CodePudding user response:
You could do
df$similarity <- round(apply(df[-1], 1, function(x) max(table(x))/length(x)), 2)
df
#> group X1 X2 X3 similarity
#> 1 r1 A A D 0.67
#> 2 r2 B C A 0.33
#> 3 r3 C M C 0.67
#> 4 r4 K K K 1.00
Created on 2022-04-18 by the reprex package (v2.0.1)

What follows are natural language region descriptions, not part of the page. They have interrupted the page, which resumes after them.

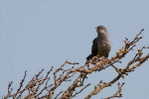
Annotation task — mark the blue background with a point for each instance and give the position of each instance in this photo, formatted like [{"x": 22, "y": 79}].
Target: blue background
[{"x": 36, "y": 33}]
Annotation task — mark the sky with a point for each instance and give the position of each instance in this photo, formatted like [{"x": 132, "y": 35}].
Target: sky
[{"x": 36, "y": 34}]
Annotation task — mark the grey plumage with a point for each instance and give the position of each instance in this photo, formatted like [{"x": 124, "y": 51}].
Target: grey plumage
[{"x": 101, "y": 44}]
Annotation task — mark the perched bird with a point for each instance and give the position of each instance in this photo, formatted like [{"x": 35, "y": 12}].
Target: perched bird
[{"x": 101, "y": 44}]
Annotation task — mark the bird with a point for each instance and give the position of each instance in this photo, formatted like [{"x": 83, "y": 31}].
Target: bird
[{"x": 101, "y": 46}]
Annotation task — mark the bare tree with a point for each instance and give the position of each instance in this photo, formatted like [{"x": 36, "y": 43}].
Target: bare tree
[{"x": 70, "y": 79}]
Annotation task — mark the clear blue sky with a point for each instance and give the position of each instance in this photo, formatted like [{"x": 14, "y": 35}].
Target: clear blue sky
[{"x": 36, "y": 33}]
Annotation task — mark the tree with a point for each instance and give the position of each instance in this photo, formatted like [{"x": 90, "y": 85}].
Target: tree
[{"x": 45, "y": 85}]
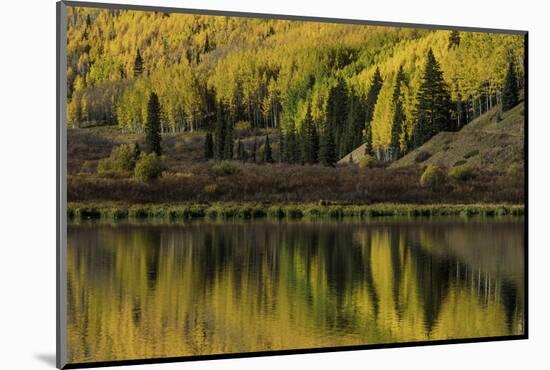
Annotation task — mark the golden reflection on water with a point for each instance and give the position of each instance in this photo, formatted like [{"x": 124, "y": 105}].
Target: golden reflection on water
[{"x": 149, "y": 291}]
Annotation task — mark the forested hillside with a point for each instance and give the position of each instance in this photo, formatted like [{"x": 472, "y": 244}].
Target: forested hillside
[{"x": 327, "y": 88}]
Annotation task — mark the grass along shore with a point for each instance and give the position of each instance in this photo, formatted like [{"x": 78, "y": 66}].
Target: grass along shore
[{"x": 114, "y": 211}]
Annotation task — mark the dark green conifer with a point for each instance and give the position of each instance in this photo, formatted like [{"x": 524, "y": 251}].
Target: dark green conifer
[
  {"x": 454, "y": 39},
  {"x": 254, "y": 150},
  {"x": 240, "y": 151},
  {"x": 292, "y": 150},
  {"x": 372, "y": 96},
  {"x": 510, "y": 94},
  {"x": 138, "y": 65},
  {"x": 433, "y": 107},
  {"x": 228, "y": 144},
  {"x": 152, "y": 127},
  {"x": 219, "y": 134},
  {"x": 208, "y": 146},
  {"x": 309, "y": 139},
  {"x": 398, "y": 117},
  {"x": 267, "y": 155}
]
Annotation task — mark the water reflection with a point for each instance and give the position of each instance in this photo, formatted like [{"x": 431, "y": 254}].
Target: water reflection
[{"x": 139, "y": 291}]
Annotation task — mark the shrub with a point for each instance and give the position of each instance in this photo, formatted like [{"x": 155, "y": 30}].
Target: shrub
[
  {"x": 243, "y": 127},
  {"x": 366, "y": 162},
  {"x": 432, "y": 177},
  {"x": 422, "y": 156},
  {"x": 471, "y": 154},
  {"x": 515, "y": 171},
  {"x": 211, "y": 189},
  {"x": 462, "y": 173},
  {"x": 224, "y": 168},
  {"x": 148, "y": 167},
  {"x": 124, "y": 157},
  {"x": 105, "y": 167},
  {"x": 121, "y": 161},
  {"x": 88, "y": 167}
]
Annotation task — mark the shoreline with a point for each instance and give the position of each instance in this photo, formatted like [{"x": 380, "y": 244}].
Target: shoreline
[{"x": 245, "y": 210}]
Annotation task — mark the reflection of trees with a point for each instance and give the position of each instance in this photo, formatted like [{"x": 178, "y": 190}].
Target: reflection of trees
[{"x": 209, "y": 288}]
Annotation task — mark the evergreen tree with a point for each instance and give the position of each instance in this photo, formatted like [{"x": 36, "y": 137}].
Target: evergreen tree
[
  {"x": 337, "y": 110},
  {"x": 228, "y": 144},
  {"x": 372, "y": 98},
  {"x": 292, "y": 152},
  {"x": 510, "y": 94},
  {"x": 327, "y": 150},
  {"x": 254, "y": 150},
  {"x": 219, "y": 134},
  {"x": 454, "y": 39},
  {"x": 309, "y": 139},
  {"x": 368, "y": 140},
  {"x": 398, "y": 116},
  {"x": 152, "y": 128},
  {"x": 433, "y": 107},
  {"x": 137, "y": 151},
  {"x": 240, "y": 151},
  {"x": 138, "y": 65},
  {"x": 267, "y": 156},
  {"x": 281, "y": 146},
  {"x": 351, "y": 136},
  {"x": 208, "y": 146}
]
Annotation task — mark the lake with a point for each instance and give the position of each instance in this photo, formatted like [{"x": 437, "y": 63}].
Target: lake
[{"x": 149, "y": 290}]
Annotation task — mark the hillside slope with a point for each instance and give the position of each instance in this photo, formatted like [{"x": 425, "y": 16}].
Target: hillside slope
[{"x": 485, "y": 142}]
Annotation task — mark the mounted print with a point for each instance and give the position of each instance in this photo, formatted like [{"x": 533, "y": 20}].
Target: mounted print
[{"x": 234, "y": 184}]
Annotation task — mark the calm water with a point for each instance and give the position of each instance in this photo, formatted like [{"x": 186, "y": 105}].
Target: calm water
[{"x": 139, "y": 291}]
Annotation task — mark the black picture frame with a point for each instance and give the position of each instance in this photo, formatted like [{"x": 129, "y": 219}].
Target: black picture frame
[{"x": 61, "y": 188}]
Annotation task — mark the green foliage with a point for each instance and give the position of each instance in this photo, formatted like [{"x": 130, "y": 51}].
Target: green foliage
[
  {"x": 208, "y": 146},
  {"x": 433, "y": 108},
  {"x": 515, "y": 171},
  {"x": 309, "y": 139},
  {"x": 138, "y": 65},
  {"x": 241, "y": 153},
  {"x": 471, "y": 153},
  {"x": 267, "y": 155},
  {"x": 422, "y": 156},
  {"x": 366, "y": 162},
  {"x": 454, "y": 39},
  {"x": 121, "y": 160},
  {"x": 254, "y": 150},
  {"x": 219, "y": 134},
  {"x": 398, "y": 121},
  {"x": 266, "y": 73},
  {"x": 327, "y": 147},
  {"x": 110, "y": 211},
  {"x": 152, "y": 128},
  {"x": 148, "y": 167},
  {"x": 292, "y": 150},
  {"x": 510, "y": 94},
  {"x": 462, "y": 173},
  {"x": 432, "y": 177},
  {"x": 224, "y": 168},
  {"x": 228, "y": 142}
]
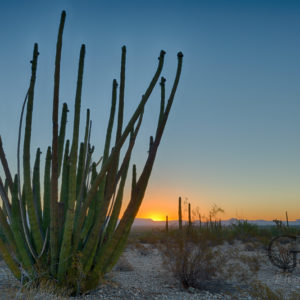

CodePudding user response:
A tidyverse solution:
library(tidyverse)
df %>%
rowwise() %>%
mutate(
similarity_score = max(colMeans(outer(c_across(-group), c_across(-group), `==`)))
)
Or instead of c_across
, you could do a nest
solution:
df %>%
group_by(group) %>%
nest(data = -group) %>%
rowwise() %>%
mutate(
similarity_score = max(colMeans(outer(unlist(data), unlist(data), `==`)))
) %>%
unnest(data)
group X1 X2 X3 similarity_score
<chr> <chr> <chr> <chr> <dbl>
1 r1 A A D 0.667
2 r2 B C A 0.333
3 r3 C M C 0.667
4 r4 K K K 1
CodePudding user response:
Another possible solution:
library(dplyr)
df %>%
rowwise %>%
mutate(score = max(prop.table(table(c_across(X1:X3))))) %>%
ungroup
#> # A tibble: 4 × 5
#> group X1 X2 X3 score
#> <chr> <chr> <chr> <chr> <dbl>
#> 1 r1 A A D 0.667
#> 2 r2 B C A 0.333
#> 3 r3 C M C 0.667
#> 4 r4 K K K 1
Or even shorter:
library(tidyverse)
df %>% mutate(score = pmap_dbl(across(X1:X3), ~ max(prop.table(table(c(...))))))